Bericht: MSV vs. VFL Bochum (0:0)

Nullnummer und stürmische Weihnachtsstimmung an der Wedau

In der Woche vor dem Saisonabschluss daheim gegen den VfL aus Bochum stand ein Thema besonders im Fokus der aktiven Szene: Die öffentlichen Äußerungen unseres Geschäftsführers verbunden mit dem Aufruf des Vereins, dass andere MSV Fans doch bitte schön Bildmaterial oder sonstige Infos zu den „Pyrotätern“ von Kaiserslautern dem Verein zur Verfügung stellen sollen. Seit mehreren Monaten abgeschlagen auf dem letzten Tabellenplatz, hat man nichts anderes zu tun, als eine öffentliche Debatte auf dem Rücken der eigenen Fans auszutragen, um vom eigenen Versagen von Mannschaft und sportlicher Leitung abzulenken. Pfui, MSV!
Wir nahmen dieses Verhalten zum Anlass, beim Spiel gegen den VfL unser gesamtes Fahnenmaterial zu Hause zu lassen und stattdessen mit einem Protestbanner unsere Position mit einem eindeutigen Statement zu unterstreichen. Dazu zeigten wir über das Spiel verteilt diverse Spruchbänder, die auf diese Thematik hinwiesen. Konsequenterweise beteiligten wir uns auch nicht an der Choreografie, die zu Beginn des Spiels im Unterrang der Nordkurve gezeigt wurde. Mit dem Mittragen der Choreo hätte man den zuvor beschlossenen Gruppenkonsens und die Positionierung zum o.g. Thema schlichtweg mit Füßen getreten!

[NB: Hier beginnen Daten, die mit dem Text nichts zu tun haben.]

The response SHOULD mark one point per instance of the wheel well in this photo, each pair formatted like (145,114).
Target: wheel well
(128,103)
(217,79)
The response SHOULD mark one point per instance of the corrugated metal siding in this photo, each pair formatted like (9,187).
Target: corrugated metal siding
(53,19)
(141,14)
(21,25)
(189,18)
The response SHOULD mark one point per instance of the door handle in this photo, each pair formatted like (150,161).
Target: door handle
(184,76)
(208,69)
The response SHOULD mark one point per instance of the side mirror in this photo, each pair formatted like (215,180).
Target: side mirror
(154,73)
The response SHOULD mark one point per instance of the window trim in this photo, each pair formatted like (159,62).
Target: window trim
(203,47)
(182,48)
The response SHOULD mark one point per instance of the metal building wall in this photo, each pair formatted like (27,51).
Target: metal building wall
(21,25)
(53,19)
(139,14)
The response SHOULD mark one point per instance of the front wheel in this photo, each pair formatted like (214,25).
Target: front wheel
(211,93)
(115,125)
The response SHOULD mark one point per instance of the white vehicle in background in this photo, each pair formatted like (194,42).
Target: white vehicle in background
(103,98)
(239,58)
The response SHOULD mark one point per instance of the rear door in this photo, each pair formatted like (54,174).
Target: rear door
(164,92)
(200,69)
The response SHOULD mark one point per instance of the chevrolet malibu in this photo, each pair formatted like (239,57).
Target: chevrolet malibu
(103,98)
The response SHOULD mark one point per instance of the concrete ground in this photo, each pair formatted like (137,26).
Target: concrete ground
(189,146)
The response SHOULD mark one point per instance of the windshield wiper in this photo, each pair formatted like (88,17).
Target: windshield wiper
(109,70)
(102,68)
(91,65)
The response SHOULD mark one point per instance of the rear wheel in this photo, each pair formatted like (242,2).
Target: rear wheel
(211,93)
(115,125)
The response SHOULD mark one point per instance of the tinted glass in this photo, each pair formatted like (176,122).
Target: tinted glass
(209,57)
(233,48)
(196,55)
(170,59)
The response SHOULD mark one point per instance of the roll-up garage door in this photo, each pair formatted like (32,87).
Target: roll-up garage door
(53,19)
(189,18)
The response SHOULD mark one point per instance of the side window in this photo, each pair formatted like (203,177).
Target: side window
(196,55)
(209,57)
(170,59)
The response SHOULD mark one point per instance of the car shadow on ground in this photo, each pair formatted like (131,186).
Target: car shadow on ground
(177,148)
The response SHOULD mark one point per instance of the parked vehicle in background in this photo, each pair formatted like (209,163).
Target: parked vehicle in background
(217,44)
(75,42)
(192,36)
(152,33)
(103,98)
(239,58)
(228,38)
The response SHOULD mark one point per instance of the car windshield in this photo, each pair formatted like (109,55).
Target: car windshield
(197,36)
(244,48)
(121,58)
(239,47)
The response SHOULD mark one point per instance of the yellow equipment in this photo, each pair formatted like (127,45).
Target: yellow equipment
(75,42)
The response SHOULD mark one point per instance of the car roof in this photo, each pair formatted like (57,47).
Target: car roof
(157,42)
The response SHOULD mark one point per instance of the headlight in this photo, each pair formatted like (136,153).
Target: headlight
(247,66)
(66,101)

Fußball wurde aber auch noch gespielt. 22.351 Zuschauer strömten ins Wedaustadion, um das von Medien oft zitierte „Derby“ gegen die Bochumer zu verfolgen. Für uns ist und bleibt das Spiel gegen den VfL kein „Derby“, sondern schlichtweg ein Nachbarschaftsduell. Der MSV war von Beginn an bemüht, nach den zwei zuletzt bitteren Auswärtspleiten das Heft in die Hand zu nehmen. Doch wie so häufig fehlte im Abschluss die letzte Konsequenz und Qualität, was sich bis zur 90. Minute durchzog. Einsatz und Wille waren da, aber man steht eben nicht umsonst da, wo man sich seit Beginn der Saison aufhält. Die Gäste zeigten keine gute Leistung und konnten über das mangelnde Offensivvermögen der Meidericher nur froh sein.
Am Ende verabschiedeten sich beide Mannschaften mit einem torlosen Remis in die lange Winterpause. Ein Remis, welches den Gästen wohl mehr hilft als uns.

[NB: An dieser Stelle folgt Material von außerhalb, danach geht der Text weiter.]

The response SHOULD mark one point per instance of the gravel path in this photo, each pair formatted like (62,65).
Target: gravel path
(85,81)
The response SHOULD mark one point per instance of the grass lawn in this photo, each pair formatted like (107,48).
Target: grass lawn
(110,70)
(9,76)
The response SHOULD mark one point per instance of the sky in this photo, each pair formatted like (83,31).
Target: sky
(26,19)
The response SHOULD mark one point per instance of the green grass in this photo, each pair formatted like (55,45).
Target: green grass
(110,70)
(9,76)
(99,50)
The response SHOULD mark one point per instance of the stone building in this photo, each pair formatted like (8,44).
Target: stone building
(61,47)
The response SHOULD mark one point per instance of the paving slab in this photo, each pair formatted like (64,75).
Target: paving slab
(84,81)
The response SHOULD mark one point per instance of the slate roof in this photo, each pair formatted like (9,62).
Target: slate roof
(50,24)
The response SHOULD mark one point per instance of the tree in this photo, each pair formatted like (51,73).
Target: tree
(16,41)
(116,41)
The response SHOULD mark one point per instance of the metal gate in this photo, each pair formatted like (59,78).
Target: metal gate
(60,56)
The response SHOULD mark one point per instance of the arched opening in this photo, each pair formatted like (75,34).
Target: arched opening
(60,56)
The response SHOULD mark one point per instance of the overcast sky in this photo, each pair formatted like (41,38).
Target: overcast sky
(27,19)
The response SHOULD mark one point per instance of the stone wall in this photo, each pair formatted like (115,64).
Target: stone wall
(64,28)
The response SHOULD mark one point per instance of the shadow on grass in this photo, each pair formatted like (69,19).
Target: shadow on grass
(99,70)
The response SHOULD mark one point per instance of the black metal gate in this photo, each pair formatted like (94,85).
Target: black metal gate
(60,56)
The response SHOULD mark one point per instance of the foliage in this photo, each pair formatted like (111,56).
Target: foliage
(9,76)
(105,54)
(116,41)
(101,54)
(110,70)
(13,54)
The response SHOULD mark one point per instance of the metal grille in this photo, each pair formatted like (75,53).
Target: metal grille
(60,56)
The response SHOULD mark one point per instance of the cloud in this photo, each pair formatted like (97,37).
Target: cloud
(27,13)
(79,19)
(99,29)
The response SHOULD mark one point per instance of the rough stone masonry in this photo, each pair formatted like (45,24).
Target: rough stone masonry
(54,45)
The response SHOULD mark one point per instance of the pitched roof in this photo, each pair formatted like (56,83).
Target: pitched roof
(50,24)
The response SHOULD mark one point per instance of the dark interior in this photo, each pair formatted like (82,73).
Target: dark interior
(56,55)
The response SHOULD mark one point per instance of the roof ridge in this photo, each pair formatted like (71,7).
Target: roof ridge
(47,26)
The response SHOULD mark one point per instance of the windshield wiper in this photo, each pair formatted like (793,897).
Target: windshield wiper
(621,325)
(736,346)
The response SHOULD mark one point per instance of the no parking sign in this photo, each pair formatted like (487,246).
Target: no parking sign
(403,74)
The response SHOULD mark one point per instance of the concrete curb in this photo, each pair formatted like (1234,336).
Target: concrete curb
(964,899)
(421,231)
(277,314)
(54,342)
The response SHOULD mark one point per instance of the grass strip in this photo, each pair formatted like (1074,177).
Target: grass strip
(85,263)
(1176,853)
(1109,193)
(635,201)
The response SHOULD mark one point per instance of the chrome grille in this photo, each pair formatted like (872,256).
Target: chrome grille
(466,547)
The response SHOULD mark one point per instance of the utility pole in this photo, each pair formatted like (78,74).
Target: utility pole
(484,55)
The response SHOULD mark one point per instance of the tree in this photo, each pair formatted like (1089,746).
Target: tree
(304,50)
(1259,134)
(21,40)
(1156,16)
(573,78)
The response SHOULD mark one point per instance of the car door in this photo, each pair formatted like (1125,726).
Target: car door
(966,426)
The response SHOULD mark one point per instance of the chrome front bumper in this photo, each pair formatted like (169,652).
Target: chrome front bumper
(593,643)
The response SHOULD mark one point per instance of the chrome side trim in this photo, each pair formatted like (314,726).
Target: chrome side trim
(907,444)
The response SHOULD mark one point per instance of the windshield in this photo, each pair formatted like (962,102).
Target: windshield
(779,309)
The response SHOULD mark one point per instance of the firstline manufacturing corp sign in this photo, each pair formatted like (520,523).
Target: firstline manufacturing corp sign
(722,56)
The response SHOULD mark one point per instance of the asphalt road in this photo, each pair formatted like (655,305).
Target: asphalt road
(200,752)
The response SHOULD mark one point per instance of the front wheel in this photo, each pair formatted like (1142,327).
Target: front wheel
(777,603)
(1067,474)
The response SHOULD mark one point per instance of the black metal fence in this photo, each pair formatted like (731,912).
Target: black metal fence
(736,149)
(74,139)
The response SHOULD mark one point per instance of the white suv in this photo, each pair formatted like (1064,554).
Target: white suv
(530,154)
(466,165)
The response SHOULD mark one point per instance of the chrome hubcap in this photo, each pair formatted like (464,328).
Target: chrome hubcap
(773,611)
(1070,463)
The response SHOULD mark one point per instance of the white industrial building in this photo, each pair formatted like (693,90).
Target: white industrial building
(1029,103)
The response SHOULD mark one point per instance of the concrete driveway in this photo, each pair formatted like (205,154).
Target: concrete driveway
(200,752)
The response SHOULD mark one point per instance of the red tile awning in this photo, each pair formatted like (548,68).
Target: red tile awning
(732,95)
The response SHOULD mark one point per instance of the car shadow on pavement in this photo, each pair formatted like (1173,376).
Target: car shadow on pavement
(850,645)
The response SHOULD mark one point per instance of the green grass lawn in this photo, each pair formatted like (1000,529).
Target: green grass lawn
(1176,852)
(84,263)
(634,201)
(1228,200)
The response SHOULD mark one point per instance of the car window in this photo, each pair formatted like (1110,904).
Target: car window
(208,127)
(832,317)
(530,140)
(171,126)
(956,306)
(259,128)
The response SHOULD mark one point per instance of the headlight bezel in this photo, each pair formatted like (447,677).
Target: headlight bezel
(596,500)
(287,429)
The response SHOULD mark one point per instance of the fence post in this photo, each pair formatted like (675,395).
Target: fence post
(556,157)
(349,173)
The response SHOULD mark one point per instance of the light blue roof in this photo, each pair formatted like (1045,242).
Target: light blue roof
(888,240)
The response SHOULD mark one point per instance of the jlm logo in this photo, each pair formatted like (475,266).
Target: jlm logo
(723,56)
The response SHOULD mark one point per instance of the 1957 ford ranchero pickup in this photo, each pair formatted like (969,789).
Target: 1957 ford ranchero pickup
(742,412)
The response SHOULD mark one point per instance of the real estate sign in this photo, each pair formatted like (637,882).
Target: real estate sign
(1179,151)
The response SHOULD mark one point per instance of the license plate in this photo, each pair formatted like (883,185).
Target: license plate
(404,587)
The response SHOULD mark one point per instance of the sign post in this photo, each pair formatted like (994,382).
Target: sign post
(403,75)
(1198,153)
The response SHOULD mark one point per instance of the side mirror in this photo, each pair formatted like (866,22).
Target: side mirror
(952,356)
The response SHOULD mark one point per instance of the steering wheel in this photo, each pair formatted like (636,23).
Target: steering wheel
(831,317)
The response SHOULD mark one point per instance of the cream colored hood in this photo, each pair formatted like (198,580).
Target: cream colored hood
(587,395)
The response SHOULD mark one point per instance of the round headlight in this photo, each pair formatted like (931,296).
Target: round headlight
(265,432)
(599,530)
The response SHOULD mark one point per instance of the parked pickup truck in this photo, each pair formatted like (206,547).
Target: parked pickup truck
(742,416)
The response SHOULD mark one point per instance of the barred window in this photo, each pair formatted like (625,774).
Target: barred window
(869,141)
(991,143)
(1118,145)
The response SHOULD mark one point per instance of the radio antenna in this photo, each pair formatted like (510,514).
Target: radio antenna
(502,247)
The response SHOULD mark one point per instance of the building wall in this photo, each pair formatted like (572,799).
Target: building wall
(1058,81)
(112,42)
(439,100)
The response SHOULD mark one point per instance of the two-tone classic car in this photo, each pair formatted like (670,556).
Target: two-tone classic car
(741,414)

Die Kulisse im Wedaustadion wusste zum Jahresabschluss noch mal zu überzeugen. Die knapp 4.000 angereisten Gäste aus Bochum eröffneten das Spiel im Stehsektor mit einer optisch sehr schön anzuschauenden Aktion und konnten sich im Laufe des Spiels auch das eine oder andere Mal bei uns in der Nord bemerkbar machen. Auf Seiten der Nordkurve gab es gute und schwache Momente, wobei vor allem in der ersten Hälfte zu viele ruhigere Phasen den Support prägten.

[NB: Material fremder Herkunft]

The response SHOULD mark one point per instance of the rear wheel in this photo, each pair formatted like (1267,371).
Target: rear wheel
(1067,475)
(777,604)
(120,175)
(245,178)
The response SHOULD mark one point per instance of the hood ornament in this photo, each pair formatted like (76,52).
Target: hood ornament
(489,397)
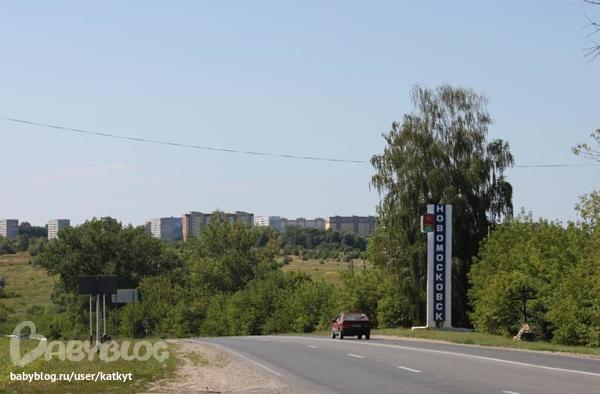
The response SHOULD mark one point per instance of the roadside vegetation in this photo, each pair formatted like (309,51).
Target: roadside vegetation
(242,280)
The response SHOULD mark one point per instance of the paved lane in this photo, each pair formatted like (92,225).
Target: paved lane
(317,364)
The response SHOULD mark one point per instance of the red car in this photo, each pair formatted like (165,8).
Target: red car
(350,324)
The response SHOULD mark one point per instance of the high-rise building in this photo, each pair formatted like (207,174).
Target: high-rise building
(318,223)
(192,222)
(167,229)
(148,227)
(277,222)
(55,225)
(9,228)
(360,225)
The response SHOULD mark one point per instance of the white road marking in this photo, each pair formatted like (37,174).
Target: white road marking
(241,356)
(355,355)
(408,369)
(498,360)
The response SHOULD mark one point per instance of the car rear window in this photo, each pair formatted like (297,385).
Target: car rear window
(355,316)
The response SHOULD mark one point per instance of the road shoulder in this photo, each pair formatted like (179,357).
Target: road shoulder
(204,368)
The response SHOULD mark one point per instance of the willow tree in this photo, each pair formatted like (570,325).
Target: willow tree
(438,154)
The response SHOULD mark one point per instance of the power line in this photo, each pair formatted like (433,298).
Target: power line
(238,151)
(161,142)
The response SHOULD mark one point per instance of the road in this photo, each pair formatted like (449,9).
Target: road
(323,365)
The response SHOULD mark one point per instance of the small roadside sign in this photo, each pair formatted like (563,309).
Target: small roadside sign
(125,296)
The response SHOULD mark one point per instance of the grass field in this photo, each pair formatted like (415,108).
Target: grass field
(329,270)
(143,372)
(26,285)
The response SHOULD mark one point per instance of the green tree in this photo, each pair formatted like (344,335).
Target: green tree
(438,154)
(589,151)
(226,256)
(536,255)
(105,247)
(589,209)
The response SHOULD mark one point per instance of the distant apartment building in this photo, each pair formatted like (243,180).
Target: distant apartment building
(9,228)
(192,222)
(318,223)
(55,225)
(148,227)
(360,225)
(277,222)
(167,229)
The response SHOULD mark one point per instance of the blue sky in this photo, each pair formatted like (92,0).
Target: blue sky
(316,78)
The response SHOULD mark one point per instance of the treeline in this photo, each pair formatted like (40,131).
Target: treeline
(558,267)
(312,243)
(226,282)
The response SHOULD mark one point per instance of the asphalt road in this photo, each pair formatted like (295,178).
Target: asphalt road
(323,365)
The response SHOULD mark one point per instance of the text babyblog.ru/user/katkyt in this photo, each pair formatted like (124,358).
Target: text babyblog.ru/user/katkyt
(71,377)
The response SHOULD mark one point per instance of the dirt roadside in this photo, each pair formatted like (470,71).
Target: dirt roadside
(208,369)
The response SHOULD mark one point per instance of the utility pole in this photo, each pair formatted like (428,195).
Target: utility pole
(91,332)
(97,322)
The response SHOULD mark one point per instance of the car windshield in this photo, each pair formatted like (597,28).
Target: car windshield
(355,316)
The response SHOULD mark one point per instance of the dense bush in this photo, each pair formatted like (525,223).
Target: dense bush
(540,256)
(278,302)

Uns bleibt nun an dieser Stelle noch all unseren Weggefährten ein frohes Fest und einen guten Rutsch ins Jahr 2016 zu wünschen! Stay proud!

 

Bericht: 1. FC Kaiserslautern vs. MSV (2:0)

„Gruev-Effekt“ bereits verpufft?

Es bleibt weiter dabei: Auswärtsspiele des MSV führen in dieser Saison zu erhöhtem Frustpotenzial bei den eigenen Anhängern. Nachdem zuletzt ein Mini-Aufwärtstrend durch die Spiele in Düsseldorf und Leipzig erkennbar war, wurde dieser Eindruck aufgrund eines erneut total uninspirierten Auftritts in Lautern, wie man ihn schon zuvor in Bochum, Karlsruhe oder München gesehen hatte, sehr getrübt. Die katastrophale Ausbeute von bisher einem einzigen (!) erzielten Auswärtspunkt verdeutlicht die Plan- und Harmlosigkeit der Zebras auf fremden Plätzen. Das Gerede, ob nun hinten eine 4er- oder 5er-Kette zum Einsatz kommt, erscheint völlig fehl am Platz, wenn die Mannschaft nicht in der Lage ist, EIER zu zeigen und die teils guten Heimspielauftritte auch mal außerhalb des Wedaustadions zu bestätigen.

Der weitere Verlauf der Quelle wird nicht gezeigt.